Николай Иванович провел ладонями по вискам, добавил минутой позже:
— Дня через три мы оказались у партизан. Рассказали, кто мы такие, и сдали оружие. Комиссар только руками развел. Вот он-то и посоветовал нам послать в Москву своего человека. Самолетом отправили Жудру… Почему я не писал, что был ранен?
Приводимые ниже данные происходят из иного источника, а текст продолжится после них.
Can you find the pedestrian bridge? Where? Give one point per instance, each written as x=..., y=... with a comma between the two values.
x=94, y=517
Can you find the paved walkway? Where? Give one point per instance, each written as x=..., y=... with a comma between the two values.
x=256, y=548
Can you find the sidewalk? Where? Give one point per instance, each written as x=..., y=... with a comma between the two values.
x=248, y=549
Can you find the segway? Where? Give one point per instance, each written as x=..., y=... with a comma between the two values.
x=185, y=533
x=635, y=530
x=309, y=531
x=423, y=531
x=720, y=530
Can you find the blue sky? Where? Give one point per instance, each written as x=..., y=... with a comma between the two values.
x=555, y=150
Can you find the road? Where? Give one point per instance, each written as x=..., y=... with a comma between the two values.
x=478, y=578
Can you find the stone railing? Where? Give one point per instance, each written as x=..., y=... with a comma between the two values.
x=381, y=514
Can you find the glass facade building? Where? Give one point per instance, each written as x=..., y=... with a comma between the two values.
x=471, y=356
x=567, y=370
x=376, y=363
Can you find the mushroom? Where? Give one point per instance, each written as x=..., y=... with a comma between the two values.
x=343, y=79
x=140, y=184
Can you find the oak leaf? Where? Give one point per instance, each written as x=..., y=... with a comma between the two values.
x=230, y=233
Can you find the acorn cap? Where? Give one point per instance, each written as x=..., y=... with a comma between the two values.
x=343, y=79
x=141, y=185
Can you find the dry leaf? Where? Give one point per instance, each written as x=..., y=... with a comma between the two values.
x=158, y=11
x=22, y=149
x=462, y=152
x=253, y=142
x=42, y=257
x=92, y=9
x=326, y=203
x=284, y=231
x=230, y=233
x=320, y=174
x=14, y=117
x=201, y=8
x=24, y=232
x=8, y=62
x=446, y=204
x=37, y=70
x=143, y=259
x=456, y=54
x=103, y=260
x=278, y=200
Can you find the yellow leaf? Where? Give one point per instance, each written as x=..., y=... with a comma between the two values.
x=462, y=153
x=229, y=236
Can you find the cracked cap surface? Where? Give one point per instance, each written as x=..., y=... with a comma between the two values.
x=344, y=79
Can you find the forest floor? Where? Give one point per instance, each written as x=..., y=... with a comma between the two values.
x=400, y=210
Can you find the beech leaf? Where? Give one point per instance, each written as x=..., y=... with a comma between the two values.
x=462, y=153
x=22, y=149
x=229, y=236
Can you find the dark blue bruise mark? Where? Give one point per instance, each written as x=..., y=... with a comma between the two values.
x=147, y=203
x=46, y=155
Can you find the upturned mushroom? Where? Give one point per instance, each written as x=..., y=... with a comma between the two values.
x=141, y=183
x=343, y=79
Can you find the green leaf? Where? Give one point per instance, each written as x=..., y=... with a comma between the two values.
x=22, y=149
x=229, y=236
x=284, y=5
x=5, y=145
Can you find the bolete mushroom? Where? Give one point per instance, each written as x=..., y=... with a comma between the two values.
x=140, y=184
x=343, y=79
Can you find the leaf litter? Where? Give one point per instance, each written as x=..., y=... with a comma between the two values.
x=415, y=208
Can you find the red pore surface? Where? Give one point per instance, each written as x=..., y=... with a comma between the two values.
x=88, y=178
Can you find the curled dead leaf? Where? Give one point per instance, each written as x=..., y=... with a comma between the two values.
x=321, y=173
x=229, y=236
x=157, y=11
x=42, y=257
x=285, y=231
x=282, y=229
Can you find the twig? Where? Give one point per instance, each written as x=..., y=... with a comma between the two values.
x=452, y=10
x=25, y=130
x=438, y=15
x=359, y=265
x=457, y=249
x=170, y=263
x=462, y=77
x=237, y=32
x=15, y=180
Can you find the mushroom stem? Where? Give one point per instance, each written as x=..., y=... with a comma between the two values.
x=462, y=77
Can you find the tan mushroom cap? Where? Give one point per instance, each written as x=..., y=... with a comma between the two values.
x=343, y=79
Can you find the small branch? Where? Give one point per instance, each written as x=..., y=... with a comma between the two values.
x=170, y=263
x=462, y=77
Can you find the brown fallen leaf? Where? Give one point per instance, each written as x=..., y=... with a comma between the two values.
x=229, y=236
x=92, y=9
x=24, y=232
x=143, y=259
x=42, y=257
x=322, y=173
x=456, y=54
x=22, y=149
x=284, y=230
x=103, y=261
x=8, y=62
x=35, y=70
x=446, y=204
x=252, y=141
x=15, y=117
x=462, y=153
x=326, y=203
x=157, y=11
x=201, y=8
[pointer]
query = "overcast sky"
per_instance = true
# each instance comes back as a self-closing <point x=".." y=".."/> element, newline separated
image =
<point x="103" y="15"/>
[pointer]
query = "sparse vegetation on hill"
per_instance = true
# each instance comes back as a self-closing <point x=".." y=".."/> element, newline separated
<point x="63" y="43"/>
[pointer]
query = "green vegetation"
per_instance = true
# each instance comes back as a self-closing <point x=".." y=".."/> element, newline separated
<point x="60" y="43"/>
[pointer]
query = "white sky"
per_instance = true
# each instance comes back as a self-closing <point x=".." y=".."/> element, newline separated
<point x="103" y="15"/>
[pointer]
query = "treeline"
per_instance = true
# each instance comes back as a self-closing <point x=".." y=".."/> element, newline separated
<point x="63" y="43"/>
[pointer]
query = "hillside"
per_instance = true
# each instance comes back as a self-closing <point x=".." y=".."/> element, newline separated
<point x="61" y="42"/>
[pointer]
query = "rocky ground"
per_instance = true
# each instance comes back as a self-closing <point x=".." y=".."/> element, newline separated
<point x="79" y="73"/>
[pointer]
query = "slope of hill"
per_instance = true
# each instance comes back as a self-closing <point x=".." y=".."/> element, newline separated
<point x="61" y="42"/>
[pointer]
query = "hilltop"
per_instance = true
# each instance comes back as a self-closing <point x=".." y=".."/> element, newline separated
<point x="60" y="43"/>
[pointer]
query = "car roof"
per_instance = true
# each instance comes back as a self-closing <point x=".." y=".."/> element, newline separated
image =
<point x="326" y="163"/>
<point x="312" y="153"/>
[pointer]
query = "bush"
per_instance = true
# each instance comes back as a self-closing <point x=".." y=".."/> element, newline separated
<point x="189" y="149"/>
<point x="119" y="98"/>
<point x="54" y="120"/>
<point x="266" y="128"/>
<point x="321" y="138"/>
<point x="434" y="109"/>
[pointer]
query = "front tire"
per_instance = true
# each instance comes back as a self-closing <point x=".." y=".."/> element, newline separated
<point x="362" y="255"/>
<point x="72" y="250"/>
Так это уж после того, как Жудра вернулся. И бой-то совсем пустяковый был. За спиной у меня разорвался шальной снаряд. Ничего; врачи говорят, что со временем отойдет от кости осколок. Ничего…
* * *
Мухтарычу нездоровилось, — годы брали свое. Крепился, однако. Днем помогал Дарье накормить, напоить коров, прибрать за скотиной, а ночью всё больше лежал. И сна не было. Мысли путались. Когда-то они были легки и быстрокрылы, как ласточки над дорогой, потом пошли шагом, а сейчас плетутся нога за ногу, спотыкаются. Стар становился Мухтарыч и слаб. Когда-то одной рукой осаживал норовистого коня, шутя перекидывал на мельнице тугие мешки с мукой, теперь с трудом поднимает бадью у колодца. И глаза видят плохо. Жизни в них не осталось, одна тоска.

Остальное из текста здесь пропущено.